Здесь на земле, позёмкой странствует снег, теряется он в вихрях своих же, да сам себя ни во что опутывает – уж не в человека ли играет он тогда, снег этот - ?

Зима лютовала в тот год, а год то был …-й. Холод проникал тогда в сердца, укладываясь там на манер полок, да подминая под низ тепло сердца человеческого, а оно стучало разве только, не говорящее – а и что могло ещё оно, глупое.

***

Как всякое из человеческих существ бывает охвачено пылкою страстью порой, так и Степан, герой наш, как вы, верно, понимаете, главный, был частенько этою страстью обуреваем, для поддержания коей читал он, знаете ли, Камасутру для того только, чтобы воспитать себя сексуально образованной особью мужеского полу. Помимо этого он любил разные физические упражнения и нагрузки, доводя себя до того состояния, что мог уже ощущать каждый дюйм своего тела настолько запросто, что когда остывали уже утомлённые мышцы его, да и сам он как бы притомлялся тоже, то тянуло его в сон уже, а пред тем к еде, для чего и пихал он в себя нехотя пищу разнообразнейшую, а оной он был любителем, ибо профессионализмом в деле стряпни не отличался, хотя мнил себя, как и многие готовящим примерно. Иногда в приступах физического подобного исступления над телом своим, Степан подходил к зеркалу, где долго любовался собою, ощупывая мышцы себе всякие да гордясь собою тогда. Но все дороги подобных упражнений вели его чаще в кровать к себе, чем туда же вдвоём, но это для себя Степан объяснял нехваткой времени, совершенно не сообразуясь с тем, что мог бы преспокойно, без ущерба своему телосложению, выкрасть ценное время для столь сладких минут с девушкой или даже с несколькими – ну вообразите сами: разве не прелестные это создания – девушки, разве ещё не волнуют они иногда кровь даже устоявшимся гомосексуалам, разве не они столь чутки – с одной лишь целью – охомутать нас…

Сквозь жизнь свою Степан нёс тяжеленький груз боязни женщин, впрочем, все мы боимся их, особо же тогда, когда более всего доставалось нам от матери в детстве нашем по местам расположенным в нижепоясье человеческом. Однако чего бы бояться должен был своей матери Степан – та любила его безумно, часто даже надоедая своей нуторной родительской опёкой, отчего он становился тогда деспотом, потом всякий раз терзаясь, конечно же, но то и правда, что не всегда. Разговор с матерью Степан считал ниже себя: как можно говорить с этой слабоумной женщиной, воспитавшей его таким вот несчастцем и неупокоенничком, в смысле с духом беспокойным. И то правда, сколь скучны и глупы по нас наши родители, словно теряют они часть духа или души своей на то только, что стараются воспитать нас – но не значит ли это, просто дать пищи нам, а позволить есть или не есть и усваивать эту пищу уже нам – не правда ли? Человек же есть животное грубое в этом тонком процессе, отчего и получаются иногда у порядочнейших родителей дети деспоты, а у простых крестьян или там рыбаков – Ломоносовы.

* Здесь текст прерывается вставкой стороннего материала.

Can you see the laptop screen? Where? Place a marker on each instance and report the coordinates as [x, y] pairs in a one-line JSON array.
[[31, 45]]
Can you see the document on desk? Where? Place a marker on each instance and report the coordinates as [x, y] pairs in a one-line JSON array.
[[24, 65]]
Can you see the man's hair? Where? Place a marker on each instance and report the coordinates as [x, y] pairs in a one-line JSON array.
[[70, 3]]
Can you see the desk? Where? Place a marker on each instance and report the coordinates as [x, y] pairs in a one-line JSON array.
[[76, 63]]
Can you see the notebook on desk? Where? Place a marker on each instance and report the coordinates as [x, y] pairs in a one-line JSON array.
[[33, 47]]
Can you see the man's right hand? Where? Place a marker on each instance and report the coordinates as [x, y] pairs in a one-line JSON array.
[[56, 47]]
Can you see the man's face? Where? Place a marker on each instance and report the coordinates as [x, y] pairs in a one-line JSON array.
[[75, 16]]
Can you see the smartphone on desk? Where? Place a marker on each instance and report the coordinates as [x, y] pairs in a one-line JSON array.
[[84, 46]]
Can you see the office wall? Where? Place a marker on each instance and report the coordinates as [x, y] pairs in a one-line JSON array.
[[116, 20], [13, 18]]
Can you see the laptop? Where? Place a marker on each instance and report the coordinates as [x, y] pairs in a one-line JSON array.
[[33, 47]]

В понедельник Степан направился с другом своим Лёхой до магазина, чтобы и закупить там всякого эротико-поучительного хлама, коим можно пользоваться не только для учёбы, но и для банальнейшего онанизма, а идя же они весело обсуждали всяку всякую, поругиваясь чрез слово разными словами матерными, коих превеликое множество в русском языке, старательно переводя всякое изыскание о женщинах в русло анально-оральное, поминая вослед гомосексуальных мужчин, коих сами они, ясное дело, никогда не видели, да и не стали б даже пробовать, “…Лучше гуся удавить…”, - говаривали они, да так, слово к слову, постепенно добравшись до заветного сердцу степаниному сексо-шопа.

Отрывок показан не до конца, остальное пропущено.